O velho sacerdote, de cabelos grisalhos, ficou um tanto constrangido diante do cada vez mais jovem Qing Yanzi, que, vendo a expressão fechada do colega, só pôde recebê-lo.
“Mestre Qing Yanzi, desta vez preciso muito de sua ajuda...”
Qing Yanzi franziu o cenho: “Outra conferência? Meus dois discípulos precisam praticar, não podem ficar correndo por aí todos os dias.”
Li Shiwu apressou-se: “Não é nada tão frequente. Desta vez vai tomar no máximo meio dia, se o senhor mesmo intervier talvez nem isso.”
Qing Yanzi olhou para Li Shiwu com certa resignação; este só pôde sorrir e fazer reverência.
“Entre, sente-se, explique com calma: o que aconteceu?”
Li Shiwu suspirou aliviado, sorrindo amargamente: “É um assunto particular, lá de minha terra natal. Nem consigo pedir ajuda aos mais velhos, só recorri ao senhor porque é o mais confiável entre meus pares.”
Qing Yanzi, sempre de ouvido sensível, não recusou o pedido. Dependendo da dificuldade, enviaria Non-Yu e Bu-Yu; se fosse só para comer e beber, ele mesmo...
Disposto a sacrificar sua própria prática, suportando todas as dificuldades pelos discípulos.
...
Após dez minutos, Li Shiwu desceu a montanha com passos leves, não esquecendo de cumprimentar Wang Sheng, que praticava com a espada do lado de fora.

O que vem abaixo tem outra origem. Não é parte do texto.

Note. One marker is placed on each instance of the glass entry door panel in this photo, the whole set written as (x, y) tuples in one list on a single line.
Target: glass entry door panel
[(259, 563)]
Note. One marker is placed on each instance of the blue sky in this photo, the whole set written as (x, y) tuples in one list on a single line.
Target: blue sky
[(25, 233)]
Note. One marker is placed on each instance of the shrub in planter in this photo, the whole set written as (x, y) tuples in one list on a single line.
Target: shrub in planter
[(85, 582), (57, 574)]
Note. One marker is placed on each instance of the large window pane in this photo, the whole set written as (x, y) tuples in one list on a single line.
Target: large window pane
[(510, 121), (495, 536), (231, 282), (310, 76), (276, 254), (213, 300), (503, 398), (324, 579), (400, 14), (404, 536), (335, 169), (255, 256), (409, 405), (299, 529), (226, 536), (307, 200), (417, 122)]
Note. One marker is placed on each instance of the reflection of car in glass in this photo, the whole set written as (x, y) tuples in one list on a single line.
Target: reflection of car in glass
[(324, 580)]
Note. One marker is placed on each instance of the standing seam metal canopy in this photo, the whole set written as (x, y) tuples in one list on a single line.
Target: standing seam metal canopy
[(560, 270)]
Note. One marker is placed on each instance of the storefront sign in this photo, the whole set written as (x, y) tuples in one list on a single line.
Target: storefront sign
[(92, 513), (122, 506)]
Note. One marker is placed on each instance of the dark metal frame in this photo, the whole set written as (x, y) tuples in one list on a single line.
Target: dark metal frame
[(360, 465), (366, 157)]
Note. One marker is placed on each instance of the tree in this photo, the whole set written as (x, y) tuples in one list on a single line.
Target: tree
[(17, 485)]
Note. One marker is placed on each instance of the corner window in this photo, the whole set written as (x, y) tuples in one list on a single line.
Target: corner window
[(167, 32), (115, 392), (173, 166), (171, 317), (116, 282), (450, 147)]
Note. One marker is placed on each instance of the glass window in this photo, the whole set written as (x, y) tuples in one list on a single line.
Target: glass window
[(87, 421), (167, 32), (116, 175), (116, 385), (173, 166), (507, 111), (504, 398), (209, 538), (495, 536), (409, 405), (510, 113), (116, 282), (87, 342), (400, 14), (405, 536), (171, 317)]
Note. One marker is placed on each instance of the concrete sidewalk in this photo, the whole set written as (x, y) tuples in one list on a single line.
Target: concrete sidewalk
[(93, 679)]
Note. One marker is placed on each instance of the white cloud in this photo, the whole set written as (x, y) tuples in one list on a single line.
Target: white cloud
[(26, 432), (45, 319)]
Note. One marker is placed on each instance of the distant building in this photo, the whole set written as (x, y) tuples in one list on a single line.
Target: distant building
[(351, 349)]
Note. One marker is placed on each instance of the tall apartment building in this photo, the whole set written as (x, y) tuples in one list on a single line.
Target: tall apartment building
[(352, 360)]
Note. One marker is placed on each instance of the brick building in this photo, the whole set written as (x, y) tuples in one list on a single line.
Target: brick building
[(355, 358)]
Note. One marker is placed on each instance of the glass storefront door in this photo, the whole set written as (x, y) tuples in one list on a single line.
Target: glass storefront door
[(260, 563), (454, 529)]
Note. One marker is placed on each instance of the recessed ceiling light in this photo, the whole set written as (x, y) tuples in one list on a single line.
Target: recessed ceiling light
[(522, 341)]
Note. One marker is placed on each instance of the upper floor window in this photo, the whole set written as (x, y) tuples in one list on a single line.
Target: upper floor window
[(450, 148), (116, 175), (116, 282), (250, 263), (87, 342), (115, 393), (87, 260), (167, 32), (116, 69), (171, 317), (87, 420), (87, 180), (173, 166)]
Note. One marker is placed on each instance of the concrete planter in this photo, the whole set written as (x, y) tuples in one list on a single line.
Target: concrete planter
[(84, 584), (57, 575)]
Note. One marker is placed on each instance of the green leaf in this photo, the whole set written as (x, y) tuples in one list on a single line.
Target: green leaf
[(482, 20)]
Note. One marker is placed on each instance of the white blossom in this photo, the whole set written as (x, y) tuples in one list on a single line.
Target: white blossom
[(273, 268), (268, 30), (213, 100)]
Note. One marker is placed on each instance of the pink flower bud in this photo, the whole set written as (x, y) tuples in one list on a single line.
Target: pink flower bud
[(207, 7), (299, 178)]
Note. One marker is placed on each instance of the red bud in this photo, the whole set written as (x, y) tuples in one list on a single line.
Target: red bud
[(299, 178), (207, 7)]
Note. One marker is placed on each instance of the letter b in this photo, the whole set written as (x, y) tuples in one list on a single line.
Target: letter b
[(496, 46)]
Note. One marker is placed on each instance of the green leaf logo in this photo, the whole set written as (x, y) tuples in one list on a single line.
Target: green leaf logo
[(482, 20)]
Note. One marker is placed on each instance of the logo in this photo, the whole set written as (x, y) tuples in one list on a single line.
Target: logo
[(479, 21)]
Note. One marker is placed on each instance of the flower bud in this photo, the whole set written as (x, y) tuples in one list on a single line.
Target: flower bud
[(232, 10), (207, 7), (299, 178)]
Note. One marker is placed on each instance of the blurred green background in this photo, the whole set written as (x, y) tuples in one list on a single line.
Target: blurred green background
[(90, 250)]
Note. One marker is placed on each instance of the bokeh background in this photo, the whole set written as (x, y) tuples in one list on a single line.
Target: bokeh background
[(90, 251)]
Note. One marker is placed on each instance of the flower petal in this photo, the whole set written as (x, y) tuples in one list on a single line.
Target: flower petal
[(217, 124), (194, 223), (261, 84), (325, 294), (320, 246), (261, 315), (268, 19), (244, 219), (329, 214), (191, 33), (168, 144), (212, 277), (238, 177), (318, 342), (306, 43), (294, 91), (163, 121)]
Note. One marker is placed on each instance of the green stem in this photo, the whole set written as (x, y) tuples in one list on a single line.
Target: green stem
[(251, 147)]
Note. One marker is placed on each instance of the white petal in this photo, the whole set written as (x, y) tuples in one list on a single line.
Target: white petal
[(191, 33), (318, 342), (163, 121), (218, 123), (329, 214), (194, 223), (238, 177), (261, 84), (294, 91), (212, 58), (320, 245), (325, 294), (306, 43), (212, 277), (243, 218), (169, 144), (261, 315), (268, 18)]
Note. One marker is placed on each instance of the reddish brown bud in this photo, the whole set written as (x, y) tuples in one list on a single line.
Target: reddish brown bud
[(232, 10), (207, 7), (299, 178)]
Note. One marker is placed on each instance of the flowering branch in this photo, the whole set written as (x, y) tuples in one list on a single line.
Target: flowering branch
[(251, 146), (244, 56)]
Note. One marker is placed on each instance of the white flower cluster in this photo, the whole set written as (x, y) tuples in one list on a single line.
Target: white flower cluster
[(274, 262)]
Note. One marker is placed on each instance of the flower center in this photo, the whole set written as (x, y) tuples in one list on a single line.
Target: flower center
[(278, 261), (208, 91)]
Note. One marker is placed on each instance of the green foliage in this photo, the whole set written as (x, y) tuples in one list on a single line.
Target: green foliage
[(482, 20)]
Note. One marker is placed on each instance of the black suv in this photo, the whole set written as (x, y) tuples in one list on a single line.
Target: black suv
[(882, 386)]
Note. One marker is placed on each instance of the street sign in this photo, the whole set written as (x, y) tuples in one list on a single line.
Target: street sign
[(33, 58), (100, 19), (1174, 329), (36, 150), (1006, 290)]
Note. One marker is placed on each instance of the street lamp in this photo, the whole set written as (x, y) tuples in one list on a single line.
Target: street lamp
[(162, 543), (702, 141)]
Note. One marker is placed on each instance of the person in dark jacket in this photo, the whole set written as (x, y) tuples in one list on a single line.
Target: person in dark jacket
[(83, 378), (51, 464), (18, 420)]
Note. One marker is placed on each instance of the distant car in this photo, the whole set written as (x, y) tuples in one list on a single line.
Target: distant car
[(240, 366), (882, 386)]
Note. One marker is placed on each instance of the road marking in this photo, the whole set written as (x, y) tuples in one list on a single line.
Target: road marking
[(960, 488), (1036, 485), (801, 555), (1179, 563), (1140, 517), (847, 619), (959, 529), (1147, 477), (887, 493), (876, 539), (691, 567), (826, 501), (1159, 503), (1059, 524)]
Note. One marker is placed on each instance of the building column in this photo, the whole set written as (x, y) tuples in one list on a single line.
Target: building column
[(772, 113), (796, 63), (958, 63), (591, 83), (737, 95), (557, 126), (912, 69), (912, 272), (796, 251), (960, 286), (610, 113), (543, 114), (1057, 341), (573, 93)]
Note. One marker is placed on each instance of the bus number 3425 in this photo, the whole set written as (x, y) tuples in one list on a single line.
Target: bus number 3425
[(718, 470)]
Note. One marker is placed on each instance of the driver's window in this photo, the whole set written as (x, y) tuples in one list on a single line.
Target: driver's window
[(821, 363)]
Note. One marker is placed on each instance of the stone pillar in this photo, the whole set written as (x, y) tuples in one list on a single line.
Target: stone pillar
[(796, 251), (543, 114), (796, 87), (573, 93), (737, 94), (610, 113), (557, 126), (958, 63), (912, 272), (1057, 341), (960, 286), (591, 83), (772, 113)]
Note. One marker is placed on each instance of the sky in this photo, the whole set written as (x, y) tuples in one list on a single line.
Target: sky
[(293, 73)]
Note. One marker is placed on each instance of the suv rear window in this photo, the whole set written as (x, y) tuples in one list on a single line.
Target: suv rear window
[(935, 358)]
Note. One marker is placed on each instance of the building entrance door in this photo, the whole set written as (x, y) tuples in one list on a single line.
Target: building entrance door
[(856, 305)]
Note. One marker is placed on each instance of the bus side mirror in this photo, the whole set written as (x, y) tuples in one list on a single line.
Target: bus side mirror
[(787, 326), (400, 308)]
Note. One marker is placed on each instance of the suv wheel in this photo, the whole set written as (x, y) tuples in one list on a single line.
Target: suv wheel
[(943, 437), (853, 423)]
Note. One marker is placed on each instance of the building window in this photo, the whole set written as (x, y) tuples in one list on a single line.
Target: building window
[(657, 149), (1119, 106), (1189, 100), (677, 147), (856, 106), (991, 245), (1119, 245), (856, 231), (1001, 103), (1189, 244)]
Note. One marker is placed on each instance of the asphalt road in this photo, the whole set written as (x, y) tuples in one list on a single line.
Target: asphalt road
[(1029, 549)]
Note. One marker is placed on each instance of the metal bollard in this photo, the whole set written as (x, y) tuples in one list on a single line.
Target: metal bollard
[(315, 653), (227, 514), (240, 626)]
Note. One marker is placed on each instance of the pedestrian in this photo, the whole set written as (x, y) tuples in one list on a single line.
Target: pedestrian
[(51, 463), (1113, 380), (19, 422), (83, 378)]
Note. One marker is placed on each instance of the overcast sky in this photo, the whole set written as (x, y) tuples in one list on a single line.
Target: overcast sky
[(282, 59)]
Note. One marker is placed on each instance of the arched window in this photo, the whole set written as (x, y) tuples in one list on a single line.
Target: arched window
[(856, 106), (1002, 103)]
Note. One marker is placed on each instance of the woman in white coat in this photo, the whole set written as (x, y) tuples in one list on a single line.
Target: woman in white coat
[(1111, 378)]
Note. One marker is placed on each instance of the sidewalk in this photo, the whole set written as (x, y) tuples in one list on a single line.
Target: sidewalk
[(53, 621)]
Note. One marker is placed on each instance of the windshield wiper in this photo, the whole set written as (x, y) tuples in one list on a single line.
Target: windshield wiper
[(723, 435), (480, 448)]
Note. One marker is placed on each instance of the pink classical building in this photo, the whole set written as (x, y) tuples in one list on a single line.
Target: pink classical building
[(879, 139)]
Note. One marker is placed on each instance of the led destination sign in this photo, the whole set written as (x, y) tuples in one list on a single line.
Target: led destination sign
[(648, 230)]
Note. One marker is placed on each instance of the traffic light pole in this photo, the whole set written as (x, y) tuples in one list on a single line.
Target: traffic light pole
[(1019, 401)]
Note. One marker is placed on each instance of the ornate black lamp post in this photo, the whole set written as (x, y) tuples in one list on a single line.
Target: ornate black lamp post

Wang Sheng sentiu um mau presságio, e logo veio o chamado do mestre.
“Xiao Xuan, Xiao Sheng, venham para dentro.”
Chamou Wang Sheng e Mu Wanxuan para perto e perguntou: “Na opinião de vocês, existem fantasmas?”
Fantasmas?
Mu Wanxuan estremeceu, apertou os lábios, o rosto pálido e os olhos assustados, levantou o olhar para o mestre e se escondeu atrás de Wang Sheng.
“Quase esqueci, Xiao Xuan, você é muito medrosa,” Qing Yanzi tocou a testa, meio sorrindo, meio suspirando. “Vá praticar lá fora, deixe isso para Xiao Sheng.”
Uma cultivadora no estágio de formação, tem medo de fantasmas?
Wang Sheng achou estranho; quando a irmã saiu, olhou inquisitivo para o mestre.
Qing Yanzi explicou calmamente: “Quando ela tinha sete ou oito anos, eu quis estimulá-la a falar mais, então a fiz ouvir programas de rádio de histórias de fantasmas à meia-noite. Ficou com esse medo.”
A vontade de reclamar só crescia...
Wang Sheng perguntou: “Mestre, funcionou?”
“Não, piorou. Sua irmã... quase ficou reclusa.”
Wang Sheng: ...
Esse tipo de coisa, o mestre é mesmo capaz de fazer!